AUSTRIA - Neither the scraping of the 'corridor' nor the use of a net interest approach under the revised IAS19 regulations will burden Austrian companies much, according to Christian Krischanitz, managing director at actuarial consultancy arithmetica.

Krischanitz, in contrast to some of his peers, sees the IAS19 revision on the net interest rate as a "sensible and pragmatic approach".

This net interest rate, which will be used to discount plan assets instead of the expected return, means individual company plans will now become "more easily comparable and also more easily calculable", he said.

Krischanitz pointed out that, in Austria, the net interest rate, or Rechnungszins, has historically been very close to the expected return, as Austrian pension funds traditionally are not heavily invested in equities.

Further, only 29% of the defined benefit obligations (DBO) of Austria's top 39 listed companies - the so-called ATX-Prime - is currently outsourced to pension funds.

"This figure has been relatively stable over the last years, as we did not see many transfers to Pensionskassen," Krischanitz said.

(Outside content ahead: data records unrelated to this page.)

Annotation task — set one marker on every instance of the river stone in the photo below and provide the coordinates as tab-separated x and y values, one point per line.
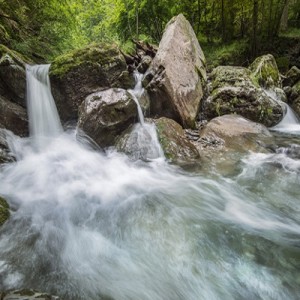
4	211
265	71
27	294
104	115
5	153
12	76
82	72
176	147
292	76
13	117
233	91
178	74
236	133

In total, the actuary estimated that Austrian companies were still holding €20bn-30bn in DBO on their balance sheets, making them the second-largest pension provider after the state, as the total volume of assets in Pensionskassen and the occupational insurance vehicles BKV (betriebliche Kollektivversicherung) only amounts to €18bn.

Those book reserves suffered heavily last year, as the discount rates had to be cut by 50 basis points on average, leading to actuarial losses of €161m after only €14m in 2009.

This is the second-largest actuarial loss reported in the top listed segment after 2005, when a reduction in interest rates led to a loss of almost €1bn. But back then, the ATX-Prime still comprised 45 companies.

As for the use of the 'corridor', or the possibility not to show some of the actuarial losses and gains, this has not been made much use of by Austrian top-listed companies.

In 2010, the corridor only amounted to €164m out of a total DBO of €5.9bn.

"The abolition of the 'corridor' will lead to higher volatility, and accounts will become less easy to control," Krischanitz said, adding that all this was "nothing threatening".